Прикусив нижнюю губу, я оглянулась на него, а затем подняла взгляд к небу.
–
Он ответил не сразу. Наверное, потому, что это был не тот вопрос, которого он ожидал.
– Да. Почему ты спрашиваешь?
– Потому что у Бога извращенное чувство юмора. – Я тяжело выдохнула, собираясь поговорить о том, о чем говорила еще меньше, чем о смерти мамы. Я заставила Зейна немного открыться, так что, возможно, это было… чем-то вроде честного обмена. Настала моя очередь. – Мой отец – ангел. Архангел, Зейн. Такой могущественный и такой пугающий для большинства людей, что мне даже не нравится произносить его имя. Его кровь течет во мне – его ДНК. А еще кровь моей матери и ее семьи. Как оказалось, у них не самая лучшая генетика, и некоторые из ущербных генов достались мне.
– Что ты имеешь в виду?
– У меня то, что называется пигментным ретинитом, и нет, не проси меня произносить это по буквам. Я, наверное, даже неправильно это делаю. Это… дегенеративное заболевание глаз, которое обычно заканчивается частичной или полной слепотой, – объяснила я. – Как правило, оно передается по наследству. Оно было у моей прабабушки и проявилось через пару поколений, то есть у меня. Мое периферическое зрение очень слабое: если я посмотрю вперед, то даже не смогу увидеть тебя: ты – всего лишь сгусток теней. Это все равно что надеть лошадиные шоры, – сказала я, поднимая руки по бокам головы. – И мое восприятие глубины довольно ужасное.
– Подожди. Так вот почему ты вздрагиваешь, если что-то приближается к твоему лицу?
Я кивнула.
– Да, если что-то приближается сбоку, я часто не могу этого увидеть, пока оно не окажется в центральном поле зрения. Мои глаза плохо адаптируются от света к темноте, а очень яркий свет так же вреден, как и очень тусклый. А еще, когда я смотрю, перед глазами мелькают крошечные черные точки, вроде как плавающие, и пока их легко игнорировать. Но у меня уже есть катаракта. Это побочный эффект стероидных глазных капель, которыми мне приходилось пользоваться, когда я была младше, – пожав плечами, я снова пошла вдоль края. – Вот почему луна на самом деле выглядит как две луны друг на друге, пока я не закрою правый глаз.

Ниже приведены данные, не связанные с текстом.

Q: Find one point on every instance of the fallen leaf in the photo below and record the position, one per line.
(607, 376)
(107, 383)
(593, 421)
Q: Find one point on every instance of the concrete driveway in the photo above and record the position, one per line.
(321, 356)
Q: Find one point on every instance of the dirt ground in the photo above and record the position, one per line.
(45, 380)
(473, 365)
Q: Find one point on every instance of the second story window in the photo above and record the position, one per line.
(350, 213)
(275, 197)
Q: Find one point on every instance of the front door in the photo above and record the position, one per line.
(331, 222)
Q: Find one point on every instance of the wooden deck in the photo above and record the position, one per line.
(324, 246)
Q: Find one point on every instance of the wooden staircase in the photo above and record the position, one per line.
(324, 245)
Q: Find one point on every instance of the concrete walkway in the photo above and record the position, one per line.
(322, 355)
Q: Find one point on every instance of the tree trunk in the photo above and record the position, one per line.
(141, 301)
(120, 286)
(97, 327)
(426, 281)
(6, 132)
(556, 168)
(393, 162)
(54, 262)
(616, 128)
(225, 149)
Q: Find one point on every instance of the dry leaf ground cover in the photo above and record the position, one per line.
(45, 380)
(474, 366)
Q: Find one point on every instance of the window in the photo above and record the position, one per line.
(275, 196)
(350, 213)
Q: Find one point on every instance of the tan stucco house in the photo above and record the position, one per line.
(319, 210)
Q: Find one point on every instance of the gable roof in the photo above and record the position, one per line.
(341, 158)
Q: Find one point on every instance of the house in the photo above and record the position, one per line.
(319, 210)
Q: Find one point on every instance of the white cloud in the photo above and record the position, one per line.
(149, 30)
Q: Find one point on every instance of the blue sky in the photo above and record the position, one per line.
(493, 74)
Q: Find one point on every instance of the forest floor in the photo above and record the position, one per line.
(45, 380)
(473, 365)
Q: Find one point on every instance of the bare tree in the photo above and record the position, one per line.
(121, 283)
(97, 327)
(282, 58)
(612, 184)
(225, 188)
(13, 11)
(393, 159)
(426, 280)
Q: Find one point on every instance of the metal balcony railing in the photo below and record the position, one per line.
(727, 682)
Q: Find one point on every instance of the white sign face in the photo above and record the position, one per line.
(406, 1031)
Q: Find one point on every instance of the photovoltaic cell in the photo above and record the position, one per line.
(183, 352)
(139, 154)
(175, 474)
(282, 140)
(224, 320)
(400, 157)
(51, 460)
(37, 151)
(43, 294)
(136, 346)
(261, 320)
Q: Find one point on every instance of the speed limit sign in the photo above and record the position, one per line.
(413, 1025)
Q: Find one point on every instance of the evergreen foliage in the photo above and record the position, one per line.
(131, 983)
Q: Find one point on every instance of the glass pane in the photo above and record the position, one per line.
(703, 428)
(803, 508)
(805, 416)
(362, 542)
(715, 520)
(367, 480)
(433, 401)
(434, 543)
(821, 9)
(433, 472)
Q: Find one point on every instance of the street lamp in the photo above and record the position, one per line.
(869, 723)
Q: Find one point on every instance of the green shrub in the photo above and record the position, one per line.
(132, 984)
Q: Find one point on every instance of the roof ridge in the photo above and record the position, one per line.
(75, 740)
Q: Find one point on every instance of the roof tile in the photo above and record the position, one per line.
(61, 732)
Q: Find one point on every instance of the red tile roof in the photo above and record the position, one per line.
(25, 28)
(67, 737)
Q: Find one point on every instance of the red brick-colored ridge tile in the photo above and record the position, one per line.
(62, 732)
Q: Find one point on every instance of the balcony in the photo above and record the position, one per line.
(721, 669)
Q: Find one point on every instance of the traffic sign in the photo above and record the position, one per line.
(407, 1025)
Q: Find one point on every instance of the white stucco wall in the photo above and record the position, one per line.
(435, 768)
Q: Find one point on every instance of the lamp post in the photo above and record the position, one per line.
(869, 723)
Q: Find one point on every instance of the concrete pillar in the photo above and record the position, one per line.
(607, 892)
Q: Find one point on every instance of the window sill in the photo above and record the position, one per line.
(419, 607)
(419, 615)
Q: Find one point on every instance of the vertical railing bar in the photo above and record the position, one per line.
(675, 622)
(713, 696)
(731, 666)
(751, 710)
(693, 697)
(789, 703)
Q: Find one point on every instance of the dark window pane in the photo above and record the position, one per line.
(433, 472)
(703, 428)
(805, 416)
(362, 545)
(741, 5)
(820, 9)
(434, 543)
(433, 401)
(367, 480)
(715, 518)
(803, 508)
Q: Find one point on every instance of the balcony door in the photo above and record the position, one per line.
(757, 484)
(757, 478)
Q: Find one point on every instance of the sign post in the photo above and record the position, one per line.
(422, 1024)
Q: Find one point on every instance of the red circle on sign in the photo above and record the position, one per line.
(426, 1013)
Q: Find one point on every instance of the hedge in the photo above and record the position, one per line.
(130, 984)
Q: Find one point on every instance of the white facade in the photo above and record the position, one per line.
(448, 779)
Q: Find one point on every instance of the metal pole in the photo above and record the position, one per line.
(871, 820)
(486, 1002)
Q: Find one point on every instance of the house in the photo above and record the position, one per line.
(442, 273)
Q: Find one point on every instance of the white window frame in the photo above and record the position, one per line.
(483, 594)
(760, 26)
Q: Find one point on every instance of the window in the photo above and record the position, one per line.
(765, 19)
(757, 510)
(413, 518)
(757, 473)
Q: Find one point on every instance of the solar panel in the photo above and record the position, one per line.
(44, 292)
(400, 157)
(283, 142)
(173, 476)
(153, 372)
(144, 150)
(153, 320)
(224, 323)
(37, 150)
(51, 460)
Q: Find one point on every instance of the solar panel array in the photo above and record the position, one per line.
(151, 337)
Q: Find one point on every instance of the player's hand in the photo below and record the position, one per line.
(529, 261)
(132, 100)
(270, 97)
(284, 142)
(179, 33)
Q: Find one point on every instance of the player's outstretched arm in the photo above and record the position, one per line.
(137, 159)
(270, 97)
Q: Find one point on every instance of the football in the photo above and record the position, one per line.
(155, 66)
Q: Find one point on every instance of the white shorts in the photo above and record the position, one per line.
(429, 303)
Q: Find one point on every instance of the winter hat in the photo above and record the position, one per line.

Остановившись, я положила руки на бедра и посмотрела вниз, на парк. Деревья казались просто очертаниями густой тьмы на фоне более светлых теней, хотя парк был освещен.
Зейн коснулся моей руки, и когда я взглянула на него, то увидела, что он принял свою человеческую форму.
– Что это значит? Ты слепнешь?
Я снова повела плечом.
– Не знаю. Возможно. Я не совсем человек, и это ставит под сомнение все. Кроме того, болезнь требует определенного уровня генетического картирования, чтобы увидеть, каким может быть прогноз. Полагаю, ты знаешь, почему этого никогда не сможет произойти. Но болезнь непредсказуема даже у людей. Некоторые в моем возрасте совершенно слепы. У других симптомы не проявляются до тех пор, пока им не перевалит за тридцать. Может быть, моя потеря зрения замедлится из-за ангельской крови или она может полностью прекратиться. Но мне становится все хуже, так что не думаю, что моя ангельская сторона приносит пользу. В общем, никто не может ответить на этот вопрос.